In 1928, Mezzrow moved to New York, living on the Grand Concourse in the Bronx, just across the Harlem River from the African-American section of uptown Manhattan whose clubs he began playing in, and where he became friends with Louis Armstrong.
In 1941, he was sentenced to 1-3 years for possession with intent to supply marijuana and sent to Rikers Island, where, in an echo of the Rachel Dolezal case, he managed to "pass" as black and be allocated to the block for African-American prisoners which housed friends and fellow musicians from Harlem. Released at the end of 1942, he resumed playing on the New York jazz scene before leaving for France in the early fifties, where he died in 1972 and was buried in Père Lachaise Cemetery in Paris.
The book includes an appendix that discusses the technical differences between New Orleans and Chicago-style jazz, an afterword that describes the "transculturation" by which Mezzrow came to see himself as "a pure Black", a self-identification which would surely, and rightly, not go unchallenged now, and a glossary of "hip" slang, including "mezz" for marijuana, as in this song by Stuff Smith.

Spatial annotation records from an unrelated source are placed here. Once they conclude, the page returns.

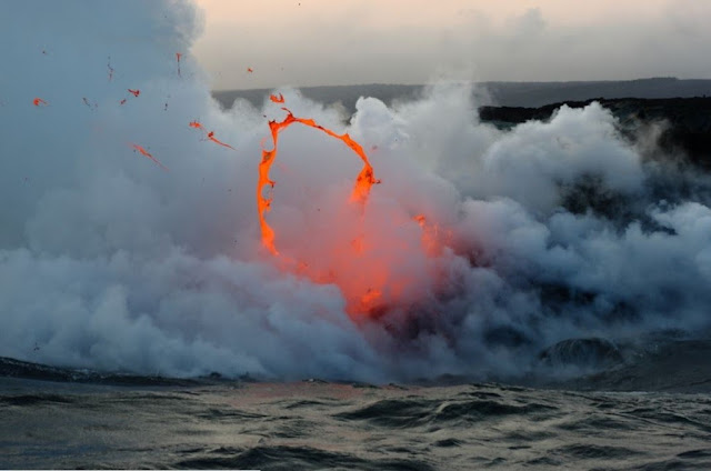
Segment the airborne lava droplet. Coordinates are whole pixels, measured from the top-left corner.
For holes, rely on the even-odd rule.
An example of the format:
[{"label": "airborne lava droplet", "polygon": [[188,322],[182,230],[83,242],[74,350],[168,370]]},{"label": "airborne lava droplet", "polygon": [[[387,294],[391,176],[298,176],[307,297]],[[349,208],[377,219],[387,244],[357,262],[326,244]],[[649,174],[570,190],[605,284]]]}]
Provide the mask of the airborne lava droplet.
[{"label": "airborne lava droplet", "polygon": [[142,146],[131,144],[133,147],[133,151],[138,151],[141,156],[144,156],[156,162],[161,169],[169,171],[168,167],[163,166],[160,160],[156,159],[149,151],[147,151]]}]

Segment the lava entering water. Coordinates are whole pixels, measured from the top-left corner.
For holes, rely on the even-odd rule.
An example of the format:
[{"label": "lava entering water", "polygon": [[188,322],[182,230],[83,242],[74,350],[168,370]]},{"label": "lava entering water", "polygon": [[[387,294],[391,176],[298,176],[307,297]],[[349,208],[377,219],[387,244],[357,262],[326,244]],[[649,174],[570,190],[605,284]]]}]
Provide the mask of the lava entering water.
[{"label": "lava entering water", "polygon": [[[397,222],[395,227],[399,228],[403,224],[412,224],[410,226],[412,229],[420,227],[419,230],[410,230],[409,234],[414,236],[403,241],[400,240],[401,233],[398,233],[397,230],[388,232],[389,229],[367,226],[365,203],[371,187],[380,183],[380,180],[375,179],[373,168],[363,148],[348,133],[338,134],[318,124],[313,119],[294,117],[287,108],[282,108],[282,110],[287,112],[287,117],[282,121],[269,121],[272,148],[262,149],[262,159],[259,163],[257,210],[262,244],[273,255],[279,257],[282,269],[306,275],[319,283],[337,284],[346,297],[347,311],[354,319],[361,314],[373,315],[384,305],[398,302],[407,292],[417,291],[418,278],[421,277],[413,273],[412,267],[417,262],[412,263],[412,259],[423,261],[423,264],[418,265],[418,270],[422,268],[427,270],[428,259],[435,257],[438,252],[437,229],[427,224],[423,216]],[[332,245],[326,241],[319,242],[324,245],[319,248],[316,255],[314,253],[306,254],[299,249],[296,258],[291,257],[292,253],[281,254],[277,249],[276,231],[266,220],[266,213],[271,208],[272,194],[263,194],[264,187],[269,187],[270,193],[274,188],[274,181],[269,178],[269,171],[277,158],[279,132],[293,123],[318,129],[339,139],[363,162],[348,201],[349,204],[354,204],[358,208],[360,217],[356,216],[358,221],[354,224],[351,223],[352,218],[340,219],[334,224],[344,224],[348,228],[346,232],[351,232],[351,234],[341,234],[340,239],[337,237],[338,240]],[[340,214],[336,214],[336,217],[339,218]],[[415,248],[418,253],[412,253],[412,248]],[[304,258],[310,261],[304,262]],[[415,273],[421,273],[421,271],[415,271]]]},{"label": "lava entering water", "polygon": [[368,160],[368,156],[363,151],[363,148],[351,139],[348,133],[337,134],[336,132],[327,129],[320,124],[317,124],[312,119],[297,118],[293,113],[287,109],[282,108],[287,112],[287,118],[283,121],[269,121],[269,129],[271,131],[271,139],[273,143],[272,150],[262,150],[262,161],[259,163],[259,180],[257,182],[257,212],[259,214],[259,223],[261,226],[262,231],[262,243],[271,253],[274,255],[279,254],[277,247],[274,245],[274,231],[267,223],[267,219],[264,218],[264,213],[269,211],[271,206],[271,197],[264,198],[262,194],[262,190],[266,186],[270,186],[274,188],[274,181],[269,179],[269,169],[271,164],[274,163],[274,159],[277,158],[277,147],[279,141],[279,132],[283,129],[287,129],[294,122],[300,122],[301,124],[318,129],[320,131],[326,132],[332,138],[340,139],[356,152],[361,160],[363,161],[363,169],[358,174],[356,179],[356,186],[353,187],[353,192],[351,193],[351,201],[359,202],[361,204],[365,204],[368,200],[368,194],[370,193],[370,187],[375,183],[380,183],[380,180],[375,179],[373,173],[373,168]]}]

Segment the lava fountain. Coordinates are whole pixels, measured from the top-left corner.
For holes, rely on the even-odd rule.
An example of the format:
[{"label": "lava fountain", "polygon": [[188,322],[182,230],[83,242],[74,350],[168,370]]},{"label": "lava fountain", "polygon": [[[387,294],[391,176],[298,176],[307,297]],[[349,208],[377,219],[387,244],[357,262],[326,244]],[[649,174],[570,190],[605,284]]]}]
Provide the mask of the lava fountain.
[{"label": "lava fountain", "polygon": [[[273,102],[283,102],[282,97],[270,97]],[[261,228],[263,247],[278,259],[282,270],[306,275],[318,283],[338,285],[347,301],[347,311],[353,319],[362,315],[373,317],[401,300],[412,300],[412,292],[421,292],[422,270],[429,270],[438,249],[432,227],[428,226],[422,214],[400,218],[394,231],[388,224],[372,224],[365,217],[365,207],[373,184],[380,183],[362,146],[348,133],[339,134],[313,119],[296,117],[288,108],[282,108],[287,117],[282,121],[269,121],[272,140],[271,149],[262,148],[257,182],[257,211]],[[271,209],[276,182],[270,179],[269,171],[277,159],[279,133],[291,124],[300,123],[317,129],[329,137],[342,141],[363,162],[356,178],[348,203],[340,214],[333,214],[336,226],[347,227],[349,231],[336,240],[322,241],[317,252],[297,250],[296,253],[282,253],[277,249],[276,230],[267,222],[266,213]],[[264,190],[268,194],[264,196]],[[348,214],[343,214],[348,213]],[[398,219],[397,217],[394,218]],[[392,218],[388,218],[392,221]],[[392,228],[392,227],[391,227]],[[404,228],[404,231],[403,231]],[[417,236],[413,237],[413,229]],[[321,231],[313,231],[321,237]],[[330,236],[333,236],[332,233]],[[412,250],[412,249],[415,250]],[[418,261],[420,263],[418,263]],[[422,264],[424,263],[424,265]],[[430,267],[427,267],[430,265]],[[430,277],[424,277],[429,279]]]}]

Mezz was sincere but generally considered to be a pain in arse (ass for our American friends). His book is an entertaining read but totallu unreliable (Interestingly, Bernard Wolfe also wrote a biography of Trotsky!). Mezz's actual playing was extremely limited but he had a good feeling for the blues and such top-line players as Sidney Bechet, Lips Page and Big Sid Catlett were willing to play and record with him, often with superb results (eg the 'King Jazz' records).